You see, he’s pretty much dead. He’s a lingering corpse kept alive only by the literal sacrifice of a thousand human souls a day. It’s really pretty monstrous, all these innocents – and they are, for the most part – dying so that the majority may struggle to live.
But that’s one of the interesting tricks the 40k writers have managed to pull off – they’ve placed players inside a gothic combination of 19th century American ‘Manifest Destiny’ and Hitler’s Third Reich, and made it kinda cool...
Bureaucracy Okay, here’s an interesting fact – for all the genetic super soldiers, all the epic wars and eldritch horror, there is one force in the Warhammer future that outweighs all others – bureaucracy.
Yep, if there’s anything keeping humanity alive – aside from the brutal sacrifice – it’s the power of the pen-pushers. The Adeptus Administratum are not only the largest public service in the history of government, they’re practically a religious power unto themselves. What’s more, the Administratum is huge. Like, entire planets made up of nothing but scribes, huge. For every Guardsman, there are hundreds of clerks making sure that he gets his next ration of Corpse Starch (seriously, the dead get to serve too!), for every Marine... tens of thousands. The minutiae of running the Imperium is so labour intensive, by the way, because of a deep distrust of intelligent machines.
And really, computers are complex and hard to run – but there’s no lack of warm bodies to harness to the word mill.
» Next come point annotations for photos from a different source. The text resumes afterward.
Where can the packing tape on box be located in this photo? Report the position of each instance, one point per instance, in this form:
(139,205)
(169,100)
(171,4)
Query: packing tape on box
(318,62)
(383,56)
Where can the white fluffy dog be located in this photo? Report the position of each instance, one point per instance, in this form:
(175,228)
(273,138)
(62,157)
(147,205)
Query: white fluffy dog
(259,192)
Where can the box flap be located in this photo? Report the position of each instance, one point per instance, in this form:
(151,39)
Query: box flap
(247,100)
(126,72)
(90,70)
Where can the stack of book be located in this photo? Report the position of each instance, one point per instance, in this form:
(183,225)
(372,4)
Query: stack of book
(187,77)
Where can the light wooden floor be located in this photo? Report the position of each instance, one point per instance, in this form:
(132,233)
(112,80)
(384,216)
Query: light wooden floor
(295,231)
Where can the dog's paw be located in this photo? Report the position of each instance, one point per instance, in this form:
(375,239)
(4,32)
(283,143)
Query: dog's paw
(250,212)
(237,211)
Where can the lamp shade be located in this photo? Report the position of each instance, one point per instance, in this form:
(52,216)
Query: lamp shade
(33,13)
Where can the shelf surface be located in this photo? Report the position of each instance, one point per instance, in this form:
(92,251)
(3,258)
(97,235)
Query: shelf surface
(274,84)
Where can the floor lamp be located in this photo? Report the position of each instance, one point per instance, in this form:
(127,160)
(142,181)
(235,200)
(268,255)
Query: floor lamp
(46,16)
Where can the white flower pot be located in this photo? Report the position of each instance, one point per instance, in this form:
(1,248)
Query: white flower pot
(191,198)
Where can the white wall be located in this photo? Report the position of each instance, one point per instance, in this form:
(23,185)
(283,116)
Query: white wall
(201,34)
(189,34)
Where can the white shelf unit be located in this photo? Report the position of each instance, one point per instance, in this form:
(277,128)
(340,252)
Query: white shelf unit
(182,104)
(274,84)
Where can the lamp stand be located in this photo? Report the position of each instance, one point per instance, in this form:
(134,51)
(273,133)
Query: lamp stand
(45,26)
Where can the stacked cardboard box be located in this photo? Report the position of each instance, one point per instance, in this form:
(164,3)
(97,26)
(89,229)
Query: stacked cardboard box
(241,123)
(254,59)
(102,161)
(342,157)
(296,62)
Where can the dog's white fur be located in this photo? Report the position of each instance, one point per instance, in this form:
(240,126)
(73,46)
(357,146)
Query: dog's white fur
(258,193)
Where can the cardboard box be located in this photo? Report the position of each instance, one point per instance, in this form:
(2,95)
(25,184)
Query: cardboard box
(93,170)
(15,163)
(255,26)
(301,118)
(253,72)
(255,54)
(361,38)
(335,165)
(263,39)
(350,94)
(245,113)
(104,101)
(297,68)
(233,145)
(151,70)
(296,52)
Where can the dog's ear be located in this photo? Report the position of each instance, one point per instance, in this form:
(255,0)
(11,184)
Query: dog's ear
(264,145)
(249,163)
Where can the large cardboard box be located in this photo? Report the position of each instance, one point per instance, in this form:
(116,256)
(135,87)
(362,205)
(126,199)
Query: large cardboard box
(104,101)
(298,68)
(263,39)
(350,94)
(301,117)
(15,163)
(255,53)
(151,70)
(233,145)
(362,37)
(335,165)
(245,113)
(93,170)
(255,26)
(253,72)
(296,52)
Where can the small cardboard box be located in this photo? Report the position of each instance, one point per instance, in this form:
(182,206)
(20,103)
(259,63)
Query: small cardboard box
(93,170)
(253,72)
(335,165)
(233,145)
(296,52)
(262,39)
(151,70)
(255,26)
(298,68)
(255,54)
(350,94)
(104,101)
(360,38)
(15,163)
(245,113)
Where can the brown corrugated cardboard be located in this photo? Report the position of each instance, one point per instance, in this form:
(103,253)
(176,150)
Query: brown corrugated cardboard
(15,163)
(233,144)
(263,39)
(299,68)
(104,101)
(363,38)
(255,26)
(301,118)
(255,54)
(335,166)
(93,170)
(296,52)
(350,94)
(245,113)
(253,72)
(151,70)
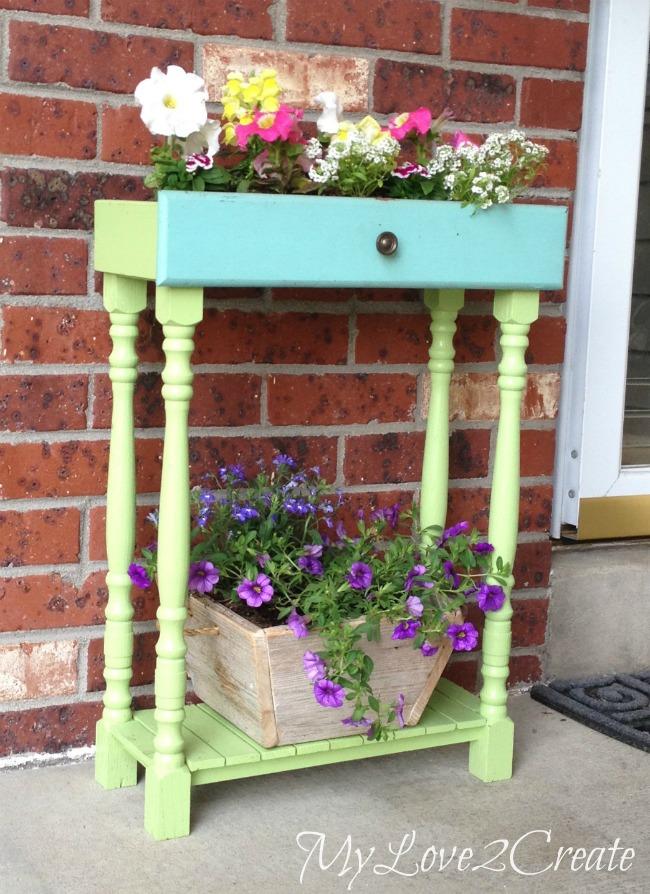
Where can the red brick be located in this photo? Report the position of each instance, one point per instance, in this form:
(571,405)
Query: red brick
(43,403)
(472,505)
(473,96)
(235,336)
(145,532)
(55,7)
(58,128)
(125,139)
(208,453)
(573,5)
(35,265)
(219,399)
(80,57)
(533,564)
(246,18)
(547,103)
(144,661)
(60,199)
(330,399)
(39,537)
(396,457)
(512,39)
(38,670)
(411,26)
(524,669)
(56,335)
(537,451)
(50,729)
(546,340)
(561,166)
(73,468)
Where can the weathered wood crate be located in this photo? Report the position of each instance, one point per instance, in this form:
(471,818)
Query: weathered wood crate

Humour Even we admit we’re getting a little too grim now, so let’s remember something important about Warhammer. It’s not only silly – see: Noise Marines – it’s also a grand example of a bunch of lads just having a laugh. The first edition of the game in particular, Rogue Trader, was full of in-jokes. There was the Marine chapter with a multicoloured emblem called the Rainbow Warriors, the vast number of human colonies that looked pretty much like Mad Max on crack, and then there’s some of the names of the oldest characters in the canon. Look at the Dark Angels primarch, Lion el’Jonson – a corny variation on the British poet Lionel Johnson, who wrote the poem The Dark Angel. There’s the Night Lords primarch, too: Konrad Kurze, a name taken from Joseph Conrad and his character from Heart of Darkness.
The authors didn’t take themselves at all seriously either, and each writer in the team had a caricature in the inside cover of the first book. Below is great game writer Rick Priestley’s rather non-serious portrait...
Not a lot of grim-dark there. However, at the end of the day, it’s very illustrative of the end goal for the entire Warhammer setting. It’s meant to be fun, and while it doesn’t mind being literary or alluding to darker materials to make a point, it’s still ultimately a game where you push toys around a table while chuckling with your mates. It’s easy to forget that sometimes.
And it’s easy to forget that there’s a lot more to 40k than just what’s shown in its video games.